Saint Patrick Retold
By Roy Flechner Princeton, 320pp, £22/$28
The Irish have a talent for promotion in a way their Celtic cousins – the Welsh, the Cornish, the Bretons or even the Scots – do not. Irish pubs and shops dot the world and St Patrick’s fame far exceeds Wales’s St David or Scotland’s St Andrew. Even without having appeared in Renaissance paintings in the way of Ss Jerome and Sebastian, St Patrick is a legend.
Not that many people know much about him. The stories concerning the shamrock and St Patrick supposedly ridding Ireland of serpents – “the medieval myth of Patrick as saintly pest controller”, as Roy Flechner writes in this new book – are almost certainly apocryphal. He is usually assumed to have been born near the end of the 4th century and dying somewhere in the middle of the 5th, and much of his life is shrouded in the mists of antiquity.
Still, there is enough known about him, due in large part to Patrick’s autobiographical Confessio and his letter to the soldiers of Coroticus. This allows Flechner, a lecturer at University College, Dublin and author of The Introduction of Christianity into the Early Medieval World and The Irish in Early Medieval Europe, to give as clear a picture as we are likely to have of Patrick, in the context of the Ireland of his time, and also in regard to the legend that developed after his death,
The “Apostle of Ireland” was born not in Ireland but in Roman Britain.
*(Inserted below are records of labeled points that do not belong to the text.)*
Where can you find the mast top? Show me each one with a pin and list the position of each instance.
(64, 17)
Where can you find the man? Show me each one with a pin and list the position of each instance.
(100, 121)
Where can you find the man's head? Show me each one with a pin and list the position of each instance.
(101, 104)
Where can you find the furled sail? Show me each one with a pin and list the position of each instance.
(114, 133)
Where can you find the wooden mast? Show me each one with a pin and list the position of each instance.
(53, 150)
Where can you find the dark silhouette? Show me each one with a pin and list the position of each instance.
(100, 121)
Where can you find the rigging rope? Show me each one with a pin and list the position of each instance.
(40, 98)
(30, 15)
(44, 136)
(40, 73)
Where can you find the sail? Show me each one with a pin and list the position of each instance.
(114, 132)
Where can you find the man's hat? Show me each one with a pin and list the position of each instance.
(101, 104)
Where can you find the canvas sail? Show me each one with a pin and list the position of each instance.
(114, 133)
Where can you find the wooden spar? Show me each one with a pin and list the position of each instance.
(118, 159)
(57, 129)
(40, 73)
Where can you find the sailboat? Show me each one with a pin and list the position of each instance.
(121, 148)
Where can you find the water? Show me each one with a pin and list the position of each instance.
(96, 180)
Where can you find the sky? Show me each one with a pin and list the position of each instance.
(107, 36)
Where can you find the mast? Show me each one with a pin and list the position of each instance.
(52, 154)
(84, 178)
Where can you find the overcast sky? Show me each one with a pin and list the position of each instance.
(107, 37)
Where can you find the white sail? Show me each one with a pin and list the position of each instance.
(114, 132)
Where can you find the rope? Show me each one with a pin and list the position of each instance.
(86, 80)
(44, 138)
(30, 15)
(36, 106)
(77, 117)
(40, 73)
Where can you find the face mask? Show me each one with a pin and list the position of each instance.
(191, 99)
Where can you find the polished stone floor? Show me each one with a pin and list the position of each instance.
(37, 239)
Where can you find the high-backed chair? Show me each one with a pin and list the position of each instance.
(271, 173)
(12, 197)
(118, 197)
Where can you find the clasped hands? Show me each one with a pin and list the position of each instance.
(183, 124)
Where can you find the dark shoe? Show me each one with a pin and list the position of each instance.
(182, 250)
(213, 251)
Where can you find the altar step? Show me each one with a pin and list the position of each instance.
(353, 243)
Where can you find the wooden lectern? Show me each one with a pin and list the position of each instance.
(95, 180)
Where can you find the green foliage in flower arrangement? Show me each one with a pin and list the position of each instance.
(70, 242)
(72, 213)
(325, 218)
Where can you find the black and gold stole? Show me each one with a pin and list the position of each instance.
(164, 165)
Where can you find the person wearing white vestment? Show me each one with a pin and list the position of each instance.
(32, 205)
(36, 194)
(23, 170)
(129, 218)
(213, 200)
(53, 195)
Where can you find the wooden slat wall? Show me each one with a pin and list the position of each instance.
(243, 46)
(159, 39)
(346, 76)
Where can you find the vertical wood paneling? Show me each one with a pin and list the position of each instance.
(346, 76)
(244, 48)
The locality is unknown but Flechner thinks it must have been in the west, whether near Glastonbury, not far from Wales (often assumed to be his birthplace), or perhaps the western end of Hadrian’s Wall.
The child Patrick was nurtured by the Roman culture that continued to dominate Britain in the immediate years after the Romans left, around the time of Patrick’s birth and early life. His father was a deacon, his grandfather a priest, and Patrick was raised a Christian as well as a Roman citizen. The family was well-off enough to have houses in both town and country and own slaves, as rich Roman citizens usually did.
Despite (or perhaps because of) this background in the church, Patrick, according to his confessions, was indifferent to religion in his childhood (or to use his words, “ignorant of the true God”). Patrick’s memoir claims that all that changed after he was captured by Irish marauders when he was 16 and taken as a slave to Ireland.
There he was made a shepherd, prayed constantly, and found a faith strong enough to become a cleric when he escaped after six years and made his way back to Britain. It makes a good story with biblical undertones, but it failed to convince Patrick’s enemies when he was tried, much later in life, in Britain for offences which may have concerned money.
Flechner tends to agree with the sceptics after weighing the probabilities with regard to the ways of the time. The likelihood of a slave escaping captivity and Ireland was slim, Flechner tells us, and the more so if he had no family in Ireland to help him. Added to that, Roman law, still effectively in force for a time after the Romans left, was harsh on Romans falling into slavery, stripping of them of legal rights and citizenship. Patrick’s tale is likely to be more one of poetic than actual truth. Nevertheless, it could be turned into a good historical novel or film.
Patrick, who rose to be a bishop, knew his Scriptures and enjoyed considerable success as a preacher. His popularity among women, especially aristocratic ones, whom he urged to become nuns, indicates that he was a personable man as well as holy.
He wrote in his Confessio that he never kept for himself the many donations given to him by rich women, nor charged for baptisms or ordaining priests. He used his own family money for his great work of converting the Irish, something that he found the more urgent in relation to the end of time, which he believed was near.
Flechner points out that though Patrick is the most celebrated of the missionaries who converted the Irish, the work had already begun before he arrived.
In his Ecclesiastical History, Bede ignored Patrick and gave credit to Palladius, a papal emissary, for converting the Irish. Flechner, who devotes a chapter to the legend about St Patrick that sprung up in the immediate centuries after his death, tells us that Bede, ever deferential to papal authority, though fully aware of Patrick’s work, excluded him because Patrick went back to Ireland of his own volition rather than on the pope’s orders. For Bede, Patrick lacked the right stamp on his documents.
Still, time has given St Patrick the legend and relegated Palladius to obscurity. This book, scholarly and yet accessible to general readers curious about the man behind the St Patrick’s Day parades, is likely to hold the field for a long time.